Section 2.5: Forward Mode vs Reverse Mode¶

There are two fundamentally different ways to apply the chain rule through a computational graph. The choice between them has massive implications for efficiency.

Bottom line: For neural networks (many inputs, one output), reverse mode is exponentially faster. This is why backpropagation works.

The Two Modes¶

Both modes compute exact derivatives. They differ in direction:

Mode	Computes	Direction	Efficient when
Forward	∂(all outputs)/∂(one input)	input → output	few inputs
Reverse	∂(one output)/∂(all inputs)	output → input	few outputs

The following diagram illustrates the fundamental difference:

flowchart TB
    subgraph "Forward Mode (one pass per input)"
        direction LR
        FI1["x₁<br/>∂·/∂x₁ = 1"]:::seed --> FG["Graph"] --> FO["∂f/∂x₁"]
        FI2["x₂<br/>∂·/∂x₂ = 0"] --> FG
        FI3["x₃<br/>∂·/∂x₃ = 0"] --> FG
    end

    subgraph "Reverse Mode (one pass for ALL inputs)"
        direction LR
        RI1["x₁"] --> RG["Graph"] --> RO["f<br/>∂f/∂f = 1"]:::seed
        RI2["x₂"] --> RG
        RI3["x₃"] --> RG
        RO --> |"backward"| RR["∂f/∂x₁, ∂f/∂x₂, ∂f/∂x₃"]:::result
    end

    classDef seed fill:#fff9c4,stroke:#f57f17,stroke-width:2px
    classDef result fill:#c8e6c9,stroke:#2e7d32,stroke-width:2px

Key difference: Forward mode requires n passes for n inputs.
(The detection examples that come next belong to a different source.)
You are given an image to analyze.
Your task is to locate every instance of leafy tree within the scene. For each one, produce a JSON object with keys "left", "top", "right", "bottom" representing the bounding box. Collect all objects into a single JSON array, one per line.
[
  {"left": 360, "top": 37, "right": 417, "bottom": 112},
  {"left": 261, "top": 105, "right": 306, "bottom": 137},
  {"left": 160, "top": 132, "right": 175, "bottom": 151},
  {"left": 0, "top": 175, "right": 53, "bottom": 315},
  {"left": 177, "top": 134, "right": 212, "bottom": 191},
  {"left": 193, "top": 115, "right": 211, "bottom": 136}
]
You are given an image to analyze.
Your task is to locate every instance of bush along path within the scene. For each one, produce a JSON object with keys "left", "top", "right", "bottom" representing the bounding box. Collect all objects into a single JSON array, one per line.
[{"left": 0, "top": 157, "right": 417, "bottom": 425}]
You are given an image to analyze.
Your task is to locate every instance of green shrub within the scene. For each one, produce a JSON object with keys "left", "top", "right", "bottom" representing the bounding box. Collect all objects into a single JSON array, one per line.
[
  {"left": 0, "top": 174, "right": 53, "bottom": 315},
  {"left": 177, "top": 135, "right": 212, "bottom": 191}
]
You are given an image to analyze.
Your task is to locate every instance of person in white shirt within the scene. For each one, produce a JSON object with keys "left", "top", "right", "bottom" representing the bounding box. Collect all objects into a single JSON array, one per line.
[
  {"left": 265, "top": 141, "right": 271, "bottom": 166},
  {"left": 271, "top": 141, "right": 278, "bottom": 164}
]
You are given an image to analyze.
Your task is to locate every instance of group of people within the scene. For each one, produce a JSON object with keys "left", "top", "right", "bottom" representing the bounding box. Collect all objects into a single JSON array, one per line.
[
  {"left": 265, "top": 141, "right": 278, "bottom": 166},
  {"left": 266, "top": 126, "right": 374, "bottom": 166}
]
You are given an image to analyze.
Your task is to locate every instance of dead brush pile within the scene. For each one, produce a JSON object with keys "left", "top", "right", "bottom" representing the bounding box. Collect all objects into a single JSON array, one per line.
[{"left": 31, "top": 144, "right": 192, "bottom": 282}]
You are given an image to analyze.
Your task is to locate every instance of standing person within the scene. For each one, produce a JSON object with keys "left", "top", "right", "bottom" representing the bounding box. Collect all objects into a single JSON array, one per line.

Reverse mode requires 1 pass regardless of input count.

Forward Mode: Intuition¶

In forward mode, we pick one input xᵢ and compute how it affects everything downstream.

We propagate derivatives forward alongside values:

Each node stores: (value, ∂value/∂xᵢ)
This pair flows through the graph
At the end, we have ∂output/∂xᵢ

To get derivatives with respect to all inputs, we need n forward passes (one per input).

Forward Mode: Algorithm¶

Input: Computational graph, input values, index i of input to differentiate

Process:

Set derivative of xᵢ to 1, all other inputs to 0
For each node v in topological order:
Compute v's value from parents (standard forward pass)
Compute ∂v/∂xᵢ using chain rule:

\[\frac{\partial v}{\partial x_i} = \sum_{p \in \text{parents}(v)} \frac{\partial v}{\partial p} \cdot \frac{\partial p}{\partial x_i}\]

Output: ∂output/∂xᵢ

Forward Mode: Example¶

Consider f(x₁, x₂) = x₁·x₂ + sin(x₁).

Let x₁ = 2, x₂ = 3. Let's compute ∂f/∂x₁.

Graph:

x₁ ──┬──────▶ [×] ──▶ a ──┐
     │         ▲          │
     │         │          ▼
     │        x₂         [+] ──▶ f
     │                    ▲
     └──▶ [sin] ──▶ b ────┘

Forward pass with derivatives (dx means ∂/∂x₁):

Node	Value	Derivative ∂·/∂x₁
x₁	2	1 (seed)
x₂	3	0
a = x₁·x₂	6	x₂·1 + x₁·0 = 3
b = sin(x₁)	sin(2) ≈ 0.91	cos(x₁)·1 = cos(2) ≈ -0.42
f = a + b	6.91	3 + (-0.42) = 2.58

So ∂f/∂x₁ ≈ 2.58.

To get ∂f/∂x₂, we need another forward pass with seed (0, 1).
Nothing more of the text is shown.